Aquilo ficou em mim para sempre. Engole o choro. Eu, fascinado, não
saía do lugar. E, súbito, o velho parou de bater. Lili ficou gemendo, baixo e

doce: — “Papaizinho, papaizinho!”. E havia uma voluptuosidade triste no
seu lamento. Só então saí correndo para o colégio.
Chego no colégio. A professora me chama: — “Deixa eu ver. Vem cá.
Limpou as orelhas? E o pescoço?”. Baixei a vista: — “Tomei banho, sim”.
Pegou-me pelo braço e me sacudiu: — “Diga sim, senhora. Não tem
educação?”. E eu: — “Sim, senhora”. Mas ela ainda bufava: — “Você não se
esfrega direito. Precisa aprender a tomar banho”. Passou. Fui para meu
banco. Até o fim da aula teci toda uma fantasia fúnebre. Sonhava com a
minha morte. Se eu morresse, Lili teria pena de mim, amor por mim.

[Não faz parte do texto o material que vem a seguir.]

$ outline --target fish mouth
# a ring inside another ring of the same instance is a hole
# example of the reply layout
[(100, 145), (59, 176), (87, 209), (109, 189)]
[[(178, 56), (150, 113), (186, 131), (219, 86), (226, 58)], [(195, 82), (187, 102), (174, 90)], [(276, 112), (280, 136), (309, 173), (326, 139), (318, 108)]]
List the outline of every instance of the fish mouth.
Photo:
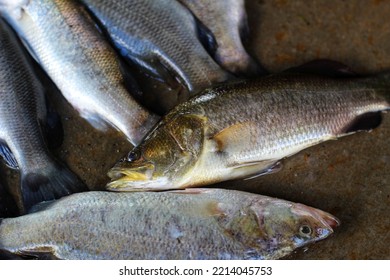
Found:
[(108, 190), (124, 191), (152, 180), (154, 172), (153, 164), (144, 164), (131, 168), (113, 167), (107, 175), (111, 182), (107, 184)]
[(109, 191), (139, 192), (172, 189), (167, 177), (154, 178), (152, 163), (131, 168), (113, 167), (107, 175), (111, 178), (111, 182), (106, 185)]

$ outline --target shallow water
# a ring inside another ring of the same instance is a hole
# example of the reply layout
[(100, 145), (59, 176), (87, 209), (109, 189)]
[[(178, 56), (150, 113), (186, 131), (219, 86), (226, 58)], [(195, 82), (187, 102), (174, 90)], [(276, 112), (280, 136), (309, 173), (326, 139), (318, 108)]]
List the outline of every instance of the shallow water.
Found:
[[(361, 74), (390, 69), (388, 1), (250, 0), (247, 6), (249, 49), (270, 72), (318, 58), (343, 62)], [(131, 144), (116, 131), (91, 128), (61, 96), (51, 99), (65, 130), (57, 156), (91, 190), (102, 189), (107, 170)], [(333, 236), (290, 259), (390, 259), (389, 138), (387, 114), (370, 133), (326, 142), (284, 160), (279, 173), (216, 186), (301, 202), (341, 220)], [(11, 179), (8, 185), (17, 183), (15, 172), (1, 169)]]

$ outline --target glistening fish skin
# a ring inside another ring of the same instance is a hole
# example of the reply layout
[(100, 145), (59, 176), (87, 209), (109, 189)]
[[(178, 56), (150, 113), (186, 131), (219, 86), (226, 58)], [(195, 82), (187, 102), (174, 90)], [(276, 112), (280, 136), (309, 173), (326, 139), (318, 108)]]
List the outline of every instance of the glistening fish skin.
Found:
[(46, 120), (44, 94), (30, 62), (16, 35), (0, 20), (0, 156), (20, 170), (26, 209), (85, 189), (46, 147), (41, 130)]
[(176, 0), (83, 2), (125, 57), (168, 86), (175, 88), (179, 81), (185, 87), (153, 92), (165, 110), (228, 78), (199, 41), (193, 15)]
[(244, 0), (179, 0), (215, 36), (215, 59), (235, 74), (255, 75), (260, 67), (245, 50), (242, 30), (247, 28)]
[(127, 92), (115, 51), (77, 1), (0, 0), (0, 13), (93, 126), (112, 126), (137, 144), (157, 122)]
[(283, 73), (206, 90), (172, 110), (118, 162), (107, 188), (180, 189), (275, 172), (285, 157), (379, 125), (378, 112), (390, 109), (389, 81), (388, 73)]
[(234, 190), (86, 192), (0, 221), (0, 248), (60, 259), (276, 259), (333, 233), (321, 210)]

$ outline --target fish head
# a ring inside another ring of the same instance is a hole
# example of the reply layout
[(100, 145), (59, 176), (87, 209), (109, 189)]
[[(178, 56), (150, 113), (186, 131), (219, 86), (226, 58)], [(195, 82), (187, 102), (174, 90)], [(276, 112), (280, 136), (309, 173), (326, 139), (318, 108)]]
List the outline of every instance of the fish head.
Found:
[[(264, 252), (266, 258), (281, 258), (295, 249), (322, 240), (340, 224), (329, 213), (284, 200), (261, 200), (241, 211), (241, 243), (248, 254)], [(237, 226), (236, 226), (237, 227)], [(237, 231), (237, 229), (236, 229)]]
[(187, 117), (163, 124), (109, 172), (113, 191), (147, 191), (177, 188), (201, 149), (201, 129)]

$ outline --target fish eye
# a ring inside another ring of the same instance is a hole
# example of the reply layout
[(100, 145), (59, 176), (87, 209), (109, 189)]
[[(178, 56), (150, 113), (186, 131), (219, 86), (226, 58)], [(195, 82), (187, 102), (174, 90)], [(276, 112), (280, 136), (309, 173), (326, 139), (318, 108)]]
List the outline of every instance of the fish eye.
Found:
[(309, 227), (308, 225), (301, 225), (299, 227), (299, 234), (300, 235), (303, 235), (303, 236), (310, 236), (310, 234), (313, 232), (313, 230), (311, 229), (311, 227)]
[(131, 151), (127, 155), (126, 161), (132, 162), (132, 161), (136, 161), (139, 158), (140, 158), (140, 153), (138, 151)]

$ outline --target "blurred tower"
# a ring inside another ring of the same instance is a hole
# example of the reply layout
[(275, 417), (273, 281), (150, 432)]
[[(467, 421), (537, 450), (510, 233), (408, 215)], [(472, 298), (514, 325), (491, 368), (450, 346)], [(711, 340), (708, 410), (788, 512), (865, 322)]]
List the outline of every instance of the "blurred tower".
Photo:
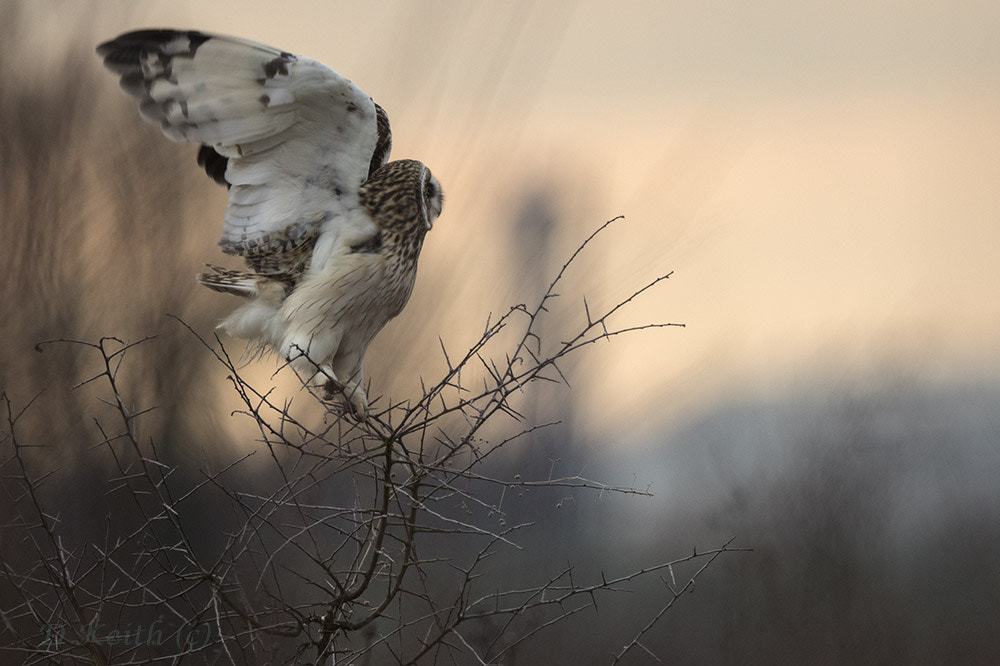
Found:
[(511, 265), (520, 268), (514, 283), (519, 294), (534, 297), (552, 279), (549, 264), (557, 223), (552, 189), (539, 186), (524, 193), (510, 237)]
[[(516, 268), (511, 276), (511, 289), (517, 302), (532, 307), (541, 298), (552, 280), (552, 237), (558, 217), (556, 196), (551, 187), (536, 185), (521, 197), (517, 217), (510, 227), (510, 265)], [(535, 324), (535, 332), (543, 340), (552, 329), (546, 317)], [(537, 387), (529, 390), (524, 416), (529, 423), (537, 423), (541, 405)]]
[[(515, 210), (508, 239), (511, 289), (514, 302), (524, 303), (530, 311), (537, 306), (566, 259), (561, 254), (556, 256), (560, 227), (558, 193), (551, 185), (531, 186), (525, 189)], [(558, 299), (550, 304), (556, 302)], [(548, 308), (533, 326), (541, 340), (543, 354), (558, 343), (565, 329), (560, 321), (561, 312), (559, 307)], [(525, 389), (521, 405), (525, 427), (560, 422), (533, 434), (527, 446), (517, 449), (520, 471), (544, 477), (550, 472), (551, 460), (560, 457), (561, 449), (573, 441), (575, 396), (565, 386), (556, 388), (548, 382), (536, 382)], [(537, 467), (524, 467), (529, 462)]]

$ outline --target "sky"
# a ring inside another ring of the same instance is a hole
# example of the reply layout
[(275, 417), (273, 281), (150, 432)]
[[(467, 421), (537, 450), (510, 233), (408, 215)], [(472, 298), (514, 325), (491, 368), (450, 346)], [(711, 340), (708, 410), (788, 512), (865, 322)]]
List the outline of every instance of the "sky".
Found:
[(537, 295), (514, 278), (541, 259), (505, 248), (542, 191), (556, 258), (625, 216), (574, 278), (588, 302), (673, 271), (621, 323), (685, 328), (574, 369), (598, 434), (889, 369), (1000, 379), (997, 3), (98, 6), (98, 38), (236, 34), (321, 60), (388, 109), (393, 156), (427, 163), (446, 205), (372, 353), (421, 317), (422, 339), (469, 344)]

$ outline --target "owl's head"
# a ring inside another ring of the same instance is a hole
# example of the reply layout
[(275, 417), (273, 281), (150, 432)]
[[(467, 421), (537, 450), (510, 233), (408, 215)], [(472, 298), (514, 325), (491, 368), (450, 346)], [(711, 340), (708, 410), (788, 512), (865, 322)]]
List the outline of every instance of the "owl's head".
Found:
[(423, 235), (441, 215), (441, 184), (423, 163), (397, 160), (380, 167), (359, 191), (361, 205), (383, 229)]

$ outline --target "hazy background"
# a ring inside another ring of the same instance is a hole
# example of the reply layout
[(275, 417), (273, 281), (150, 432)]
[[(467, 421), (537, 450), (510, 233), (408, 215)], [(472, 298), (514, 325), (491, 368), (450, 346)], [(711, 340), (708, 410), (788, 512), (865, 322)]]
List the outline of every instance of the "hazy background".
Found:
[[(231, 307), (193, 281), (220, 261), (224, 190), (140, 121), (93, 47), (138, 27), (259, 40), (354, 80), (388, 110), (393, 156), (444, 187), (413, 300), (369, 351), (380, 390), (439, 374), (437, 336), (467, 347), (615, 215), (573, 274), (592, 307), (675, 271), (620, 322), (686, 328), (582, 357), (573, 390), (537, 407), (565, 425), (517, 463), (558, 457), (656, 496), (526, 505), (561, 537), (536, 557), (757, 548), (664, 622), (660, 653), (685, 663), (986, 661), (1000, 5), (734, 5), (0, 3), (0, 386), (59, 397), (92, 369), (36, 354), (42, 339), (158, 334), (133, 377), (159, 436), (180, 458), (252, 446), (224, 373), (164, 316), (210, 335)], [(581, 303), (567, 292), (568, 325)], [(71, 412), (47, 425), (85, 433)], [(617, 616), (586, 621), (628, 638)], [(581, 634), (548, 649), (611, 649)]]

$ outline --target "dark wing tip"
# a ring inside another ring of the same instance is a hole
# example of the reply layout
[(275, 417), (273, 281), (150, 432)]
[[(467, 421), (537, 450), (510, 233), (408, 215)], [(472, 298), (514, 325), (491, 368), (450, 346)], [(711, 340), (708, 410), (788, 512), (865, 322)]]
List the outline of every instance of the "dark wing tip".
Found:
[(229, 158), (220, 155), (215, 148), (203, 145), (198, 149), (198, 166), (205, 169), (205, 173), (219, 185), (229, 187), (229, 181), (226, 180), (226, 167), (229, 166)]
[(389, 127), (389, 114), (385, 112), (378, 102), (375, 104), (375, 129), (378, 132), (378, 139), (375, 142), (375, 152), (372, 153), (371, 162), (368, 165), (368, 177), (378, 171), (379, 167), (389, 161), (389, 153), (392, 152), (392, 129)]
[[(211, 39), (197, 30), (151, 28), (133, 30), (97, 46), (104, 66), (116, 73), (138, 67), (144, 53), (193, 57), (198, 47)], [(183, 40), (183, 41), (181, 41)]]

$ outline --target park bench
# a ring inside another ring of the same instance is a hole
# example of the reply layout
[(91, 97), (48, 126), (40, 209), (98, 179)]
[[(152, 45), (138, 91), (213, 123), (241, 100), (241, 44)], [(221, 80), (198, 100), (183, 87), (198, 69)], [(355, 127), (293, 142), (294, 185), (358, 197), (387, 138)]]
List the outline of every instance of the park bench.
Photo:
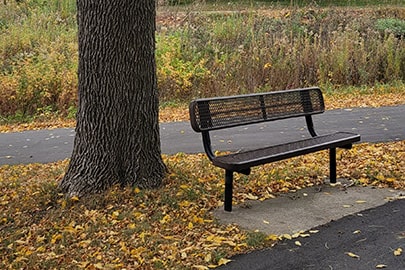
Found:
[[(190, 103), (192, 128), (202, 133), (204, 150), (211, 162), (225, 169), (225, 211), (232, 211), (233, 173), (249, 175), (254, 166), (329, 149), (330, 182), (336, 183), (336, 148), (350, 149), (354, 142), (360, 141), (360, 135), (349, 132), (318, 135), (312, 115), (324, 111), (322, 92), (317, 87), (202, 98)], [(216, 155), (212, 149), (210, 131), (292, 117), (305, 118), (310, 138), (231, 154)]]

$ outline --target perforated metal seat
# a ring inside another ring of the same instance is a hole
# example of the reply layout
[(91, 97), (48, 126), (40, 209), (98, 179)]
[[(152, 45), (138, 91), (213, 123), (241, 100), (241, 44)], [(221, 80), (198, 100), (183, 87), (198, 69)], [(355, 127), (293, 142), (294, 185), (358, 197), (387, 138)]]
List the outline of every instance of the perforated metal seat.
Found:
[(212, 163), (215, 166), (226, 170), (235, 172), (244, 171), (251, 167), (287, 159), (290, 157), (330, 149), (331, 147), (333, 148), (342, 145), (350, 145), (353, 141), (356, 141), (357, 138), (358, 135), (356, 134), (337, 132), (246, 152), (216, 156), (212, 160)]

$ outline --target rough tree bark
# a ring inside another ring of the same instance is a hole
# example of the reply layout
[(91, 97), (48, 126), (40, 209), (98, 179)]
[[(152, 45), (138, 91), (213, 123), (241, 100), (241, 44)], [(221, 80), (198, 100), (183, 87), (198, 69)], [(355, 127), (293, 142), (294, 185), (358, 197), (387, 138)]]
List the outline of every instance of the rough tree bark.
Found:
[(158, 187), (161, 158), (154, 0), (77, 0), (79, 108), (60, 183), (69, 196)]

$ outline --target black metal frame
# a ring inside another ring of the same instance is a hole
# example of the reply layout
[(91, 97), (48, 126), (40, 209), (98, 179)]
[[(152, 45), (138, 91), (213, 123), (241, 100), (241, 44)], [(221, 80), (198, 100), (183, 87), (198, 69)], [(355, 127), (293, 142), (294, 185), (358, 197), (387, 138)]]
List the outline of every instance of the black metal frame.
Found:
[[(251, 95), (216, 97), (190, 103), (191, 126), (202, 133), (204, 150), (214, 165), (225, 169), (225, 211), (232, 211), (233, 173), (249, 175), (251, 167), (329, 149), (330, 182), (336, 183), (336, 148), (351, 148), (360, 135), (335, 132), (318, 135), (313, 114), (324, 112), (318, 87), (284, 90)], [(216, 156), (211, 147), (210, 131), (260, 122), (304, 117), (310, 139), (273, 145), (242, 153)]]

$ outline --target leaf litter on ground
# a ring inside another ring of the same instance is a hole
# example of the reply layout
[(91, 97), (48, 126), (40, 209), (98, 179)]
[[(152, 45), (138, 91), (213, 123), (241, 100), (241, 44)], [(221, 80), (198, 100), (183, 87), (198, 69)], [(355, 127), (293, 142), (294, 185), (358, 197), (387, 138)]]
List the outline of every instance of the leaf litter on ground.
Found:
[[(246, 194), (271, 199), (321, 184), (327, 155), (266, 164), (247, 179), (236, 176), (234, 203), (249, 200)], [(359, 144), (337, 157), (338, 177), (405, 189), (405, 141)], [(114, 187), (80, 199), (66, 199), (57, 188), (67, 160), (1, 166), (0, 268), (209, 269), (287, 237), (253, 242), (237, 225), (219, 224), (212, 210), (223, 204), (223, 170), (204, 154), (179, 153), (164, 161), (169, 174), (160, 189)]]

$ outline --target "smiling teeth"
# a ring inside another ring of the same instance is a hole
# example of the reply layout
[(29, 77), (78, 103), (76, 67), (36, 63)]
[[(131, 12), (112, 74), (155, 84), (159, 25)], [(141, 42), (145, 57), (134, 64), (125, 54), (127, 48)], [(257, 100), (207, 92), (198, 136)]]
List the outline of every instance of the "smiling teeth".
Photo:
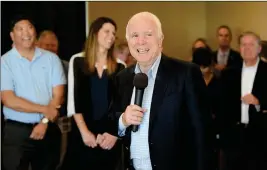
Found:
[(148, 52), (149, 51), (149, 49), (137, 49), (137, 51), (139, 52), (139, 53), (146, 53), (146, 52)]

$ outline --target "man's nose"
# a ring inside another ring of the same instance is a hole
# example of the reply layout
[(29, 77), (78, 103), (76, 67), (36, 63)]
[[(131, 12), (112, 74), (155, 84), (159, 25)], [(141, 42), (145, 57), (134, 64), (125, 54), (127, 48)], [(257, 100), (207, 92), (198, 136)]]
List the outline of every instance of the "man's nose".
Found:
[(140, 36), (137, 38), (137, 43), (142, 45), (146, 43), (146, 40), (144, 37)]

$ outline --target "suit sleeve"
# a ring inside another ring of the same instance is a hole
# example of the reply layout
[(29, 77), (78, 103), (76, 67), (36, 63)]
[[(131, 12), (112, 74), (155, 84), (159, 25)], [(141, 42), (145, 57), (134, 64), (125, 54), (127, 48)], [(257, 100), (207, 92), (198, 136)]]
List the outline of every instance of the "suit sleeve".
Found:
[(211, 107), (207, 87), (200, 69), (193, 65), (188, 69), (185, 82), (186, 103), (194, 129), (196, 164), (198, 170), (207, 170), (211, 158)]
[[(120, 67), (118, 72), (123, 70), (125, 67)], [(118, 136), (118, 122), (121, 114), (121, 96), (120, 96), (120, 76), (117, 73), (114, 75), (112, 79), (112, 94), (111, 94), (111, 102), (109, 104), (108, 110), (108, 120), (109, 120), (109, 127), (107, 128), (108, 132), (114, 136)], [(118, 136), (119, 137), (119, 136)]]

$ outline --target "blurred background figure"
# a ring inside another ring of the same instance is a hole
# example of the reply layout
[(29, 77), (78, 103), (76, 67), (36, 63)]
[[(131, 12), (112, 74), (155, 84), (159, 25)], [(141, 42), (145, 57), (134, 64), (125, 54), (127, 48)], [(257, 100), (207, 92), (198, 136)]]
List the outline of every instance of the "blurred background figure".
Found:
[(191, 56), (189, 57), (189, 61), (192, 61), (192, 56), (193, 56), (193, 53), (196, 49), (198, 48), (207, 48), (211, 51), (211, 48), (210, 46), (208, 45), (206, 39), (204, 38), (197, 38), (193, 44), (192, 44), (192, 49), (191, 49)]
[(267, 62), (267, 41), (261, 41), (261, 60)]
[(197, 49), (197, 48), (207, 48), (209, 50), (211, 50), (211, 48), (209, 47), (207, 41), (204, 38), (198, 38), (194, 41), (193, 45), (192, 45), (192, 53)]
[(219, 71), (225, 67), (239, 67), (242, 58), (239, 52), (231, 48), (232, 31), (229, 26), (221, 25), (217, 28), (218, 50), (214, 52), (215, 68)]
[[(51, 31), (51, 30), (44, 30), (40, 33), (38, 40), (36, 42), (36, 45), (39, 48), (43, 48), (45, 50), (48, 50), (50, 52), (53, 52), (58, 55), (58, 47), (59, 47), (59, 42), (56, 34)], [(62, 57), (61, 57), (62, 58)], [(61, 59), (63, 69), (66, 75), (66, 78), (68, 77), (68, 69), (69, 69), (69, 62), (66, 60)], [(66, 88), (67, 92), (67, 88)], [(67, 115), (67, 93), (65, 93), (65, 102), (61, 107), (61, 117), (58, 119), (57, 124), (61, 130), (62, 136), (61, 136), (61, 152), (60, 152), (60, 164), (59, 167), (64, 159), (64, 155), (66, 153), (67, 149), (67, 135), (68, 132), (71, 130), (71, 120), (68, 118)], [(58, 168), (59, 168), (58, 167)]]
[[(219, 92), (220, 83), (218, 74), (214, 73), (214, 65), (212, 62), (212, 51), (206, 47), (200, 47), (193, 52), (193, 63), (199, 65), (200, 70), (203, 74), (203, 78), (207, 85), (208, 100), (211, 105), (212, 122), (208, 132), (212, 138), (210, 146), (213, 148), (213, 156), (211, 161), (211, 169), (216, 170), (219, 165), (219, 127), (217, 126), (217, 113), (219, 108)], [(207, 122), (209, 123), (209, 122)]]
[[(40, 33), (37, 41), (37, 46), (39, 48), (51, 51), (58, 55), (58, 47), (59, 47), (58, 38), (56, 34), (51, 30), (44, 30)], [(66, 75), (68, 75), (67, 73), (69, 69), (69, 63), (66, 60), (63, 60), (62, 57), (60, 58), (64, 67), (64, 71)]]
[(130, 54), (128, 43), (124, 40), (117, 40), (115, 42), (113, 55), (117, 58), (118, 62), (127, 67), (136, 63), (135, 59)]

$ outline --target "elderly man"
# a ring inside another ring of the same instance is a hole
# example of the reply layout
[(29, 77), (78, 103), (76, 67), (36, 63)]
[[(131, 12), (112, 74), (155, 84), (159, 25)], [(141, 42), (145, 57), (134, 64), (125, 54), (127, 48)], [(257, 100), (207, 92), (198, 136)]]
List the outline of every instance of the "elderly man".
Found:
[[(152, 13), (134, 15), (126, 27), (137, 64), (116, 77), (111, 107), (126, 160), (136, 170), (206, 170), (205, 121), (211, 121), (206, 85), (199, 67), (162, 54), (160, 20)], [(148, 86), (142, 106), (134, 105), (134, 75), (145, 73)], [(131, 132), (132, 125), (139, 125)]]
[(260, 60), (260, 37), (239, 38), (243, 66), (222, 72), (220, 140), (225, 170), (267, 169), (267, 64)]
[[(38, 38), (37, 41), (37, 46), (51, 51), (55, 54), (58, 55), (58, 38), (56, 36), (56, 34), (53, 31), (50, 30), (44, 30), (40, 33), (40, 36)], [(69, 62), (67, 62), (66, 60), (61, 60), (62, 64), (63, 64), (63, 68), (65, 71), (65, 74), (68, 75), (68, 70), (69, 70)]]

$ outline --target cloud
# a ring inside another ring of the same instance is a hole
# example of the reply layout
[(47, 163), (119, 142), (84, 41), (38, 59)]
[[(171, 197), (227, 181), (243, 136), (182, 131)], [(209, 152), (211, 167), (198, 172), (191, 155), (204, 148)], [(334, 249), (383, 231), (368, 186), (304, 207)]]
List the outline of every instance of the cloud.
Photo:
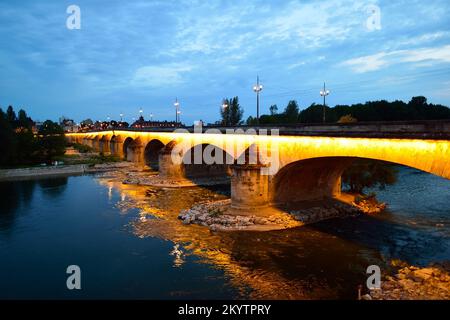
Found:
[(450, 63), (450, 45), (379, 52), (346, 60), (341, 65), (350, 67), (356, 73), (365, 73), (400, 63), (413, 63), (416, 67)]
[(185, 82), (183, 75), (193, 69), (190, 65), (170, 63), (138, 68), (131, 84), (136, 87), (173, 86)]

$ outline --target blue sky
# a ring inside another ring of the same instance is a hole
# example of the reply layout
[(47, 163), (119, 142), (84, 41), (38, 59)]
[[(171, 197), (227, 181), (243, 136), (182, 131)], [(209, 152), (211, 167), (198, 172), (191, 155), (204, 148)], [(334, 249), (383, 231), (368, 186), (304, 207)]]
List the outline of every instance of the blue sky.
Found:
[[(66, 9), (81, 9), (69, 30)], [(381, 28), (367, 27), (371, 5)], [(33, 119), (64, 115), (172, 120), (219, 118), (239, 96), (262, 113), (425, 95), (450, 105), (450, 3), (428, 1), (0, 1), (0, 106)]]

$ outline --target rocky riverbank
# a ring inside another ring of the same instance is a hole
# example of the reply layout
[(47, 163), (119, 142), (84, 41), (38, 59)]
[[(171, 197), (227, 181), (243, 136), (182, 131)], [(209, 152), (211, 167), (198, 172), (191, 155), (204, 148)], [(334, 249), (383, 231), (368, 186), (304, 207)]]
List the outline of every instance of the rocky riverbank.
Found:
[(374, 195), (365, 197), (356, 196), (351, 204), (359, 211), (366, 214), (378, 214), (387, 207), (385, 203), (378, 202)]
[(221, 200), (194, 205), (179, 214), (184, 224), (198, 224), (211, 230), (280, 230), (302, 226), (325, 219), (348, 217), (361, 212), (348, 204), (334, 202), (321, 207), (302, 210), (284, 210), (276, 207), (259, 208), (258, 215), (240, 214), (231, 207), (231, 201)]
[(238, 215), (233, 214), (231, 200), (220, 200), (194, 205), (191, 209), (180, 212), (178, 218), (184, 224), (198, 224), (209, 227), (211, 230), (233, 231), (233, 230), (276, 230), (300, 226), (288, 214), (276, 210), (261, 209), (265, 215)]
[(387, 276), (381, 289), (371, 290), (374, 300), (450, 300), (450, 265), (426, 268), (405, 266)]
[(160, 187), (160, 188), (182, 188), (196, 186), (213, 186), (230, 183), (227, 178), (204, 178), (204, 179), (182, 179), (170, 180), (159, 176), (156, 172), (143, 174), (140, 172), (127, 173), (127, 177), (122, 181), (124, 184), (134, 184), (140, 186)]

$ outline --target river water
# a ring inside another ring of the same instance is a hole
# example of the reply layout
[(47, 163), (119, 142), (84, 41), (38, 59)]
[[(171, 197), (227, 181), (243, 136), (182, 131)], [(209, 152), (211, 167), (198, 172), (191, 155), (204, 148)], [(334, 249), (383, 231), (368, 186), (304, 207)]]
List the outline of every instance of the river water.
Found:
[[(450, 181), (409, 168), (382, 214), (272, 232), (185, 226), (226, 188), (151, 189), (108, 176), (0, 183), (0, 298), (355, 299), (366, 268), (450, 260)], [(68, 290), (66, 268), (81, 268)]]

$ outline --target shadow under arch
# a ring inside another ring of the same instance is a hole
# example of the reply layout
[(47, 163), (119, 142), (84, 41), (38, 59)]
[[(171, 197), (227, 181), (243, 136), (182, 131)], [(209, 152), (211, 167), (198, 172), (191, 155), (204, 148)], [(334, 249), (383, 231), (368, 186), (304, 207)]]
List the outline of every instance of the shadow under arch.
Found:
[(100, 152), (109, 152), (110, 151), (110, 144), (108, 141), (108, 136), (102, 135), (100, 139), (98, 140), (98, 148)]
[(187, 179), (227, 178), (234, 158), (222, 148), (208, 143), (195, 145), (183, 154), (182, 165)]
[(275, 205), (286, 205), (301, 201), (337, 198), (341, 196), (342, 192), (342, 174), (353, 164), (364, 160), (408, 167), (433, 174), (419, 167), (383, 159), (351, 156), (306, 158), (284, 165), (273, 176), (271, 182), (272, 202)]
[(356, 159), (311, 158), (285, 165), (272, 179), (273, 203), (285, 205), (339, 196), (342, 173)]
[(122, 156), (123, 147), (121, 148), (120, 143), (122, 142), (122, 138), (119, 135), (112, 135), (111, 140), (109, 141), (109, 151), (112, 155)]
[(129, 161), (130, 155), (131, 155), (131, 146), (132, 143), (134, 142), (134, 139), (131, 137), (127, 137), (124, 142), (123, 142), (123, 146), (122, 146), (122, 154), (123, 154), (123, 158), (127, 161)]
[(159, 169), (159, 152), (165, 147), (158, 139), (153, 139), (147, 143), (144, 149), (144, 162), (153, 170)]

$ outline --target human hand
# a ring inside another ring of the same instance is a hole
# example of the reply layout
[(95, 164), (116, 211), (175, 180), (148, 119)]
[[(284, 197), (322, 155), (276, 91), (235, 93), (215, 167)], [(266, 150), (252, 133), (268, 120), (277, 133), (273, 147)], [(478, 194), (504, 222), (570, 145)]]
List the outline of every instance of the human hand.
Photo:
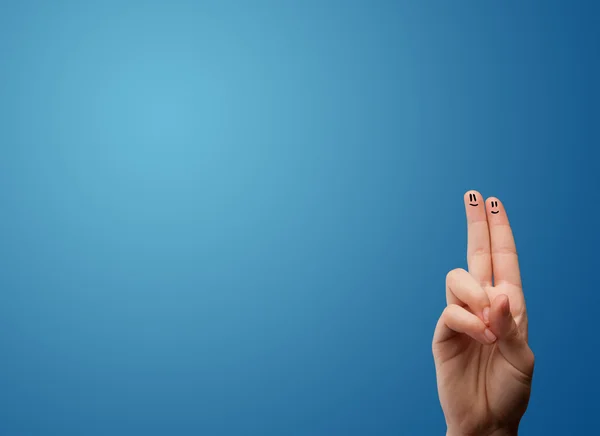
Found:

Quando eu passei pela casa de Lili, ela estava na janela. Cantarolava:
— “Cobre, me cobre, que eu tenho frio”. Claro que me escapava toda a
insinuação erótica do verso. Vim namorando o som. “Cobre, me cobre, que
eu tenho frio.” Em casa, falavam da surra de Lili. Conheci, então, toda a
história. Lili amava um rapaz do bairro, Paulinho Varanda. (Encantou-me
esse nome bucólico, ventilado, paisagístico.) E o pai não queria o namoro.
Paulinho Varanda não seria pior nem melhor do que ninguém. Mas tinha
um defeito hediondo para a época: era tuberculoso.
Estou vendo o Paulinho Varanda. Tinha a cara crivada de espinhas
como bexiga. Ficava horas na esquina, estivesse a pequena na janela ou não.
Quando estava resfriado, enrolava um lenço no pescoço. Ainda o ouço
tossindo. E tinha, na tosse, o olho enorme do asfixiado. Talvez Lili o amasse
por isso mesmo, pela tuberculose e pelas espinhas. Devia morrer de ternura
quando o via torcer-se e retorcer-se, em acessos medonhos. Um dia, na volta
da escola, o Paulinho Varanda me segura. Pergunta: — “Quer ganhar um
tostão?”. Respondi, assustado: — “Quero”. E ele: — “Está vendo aquela
moça? Que está na janela? Vai lá e entrega isso. Toma”. Deu-me o tostão e
um bilhete. Numa felicidade total, corri. Disse: — “Aquele moço mandou”.
Lili apanhou rápido o bilhete e fugiu da janela.
Até hoje não sei o que dizia o bilhete. Devia ser um apelo muito triste,
ou um adeus, quem sabe? Só sei que, de noite, toda a rua começou a ouvir os
gritos de Lili. Desta vez, não era surra.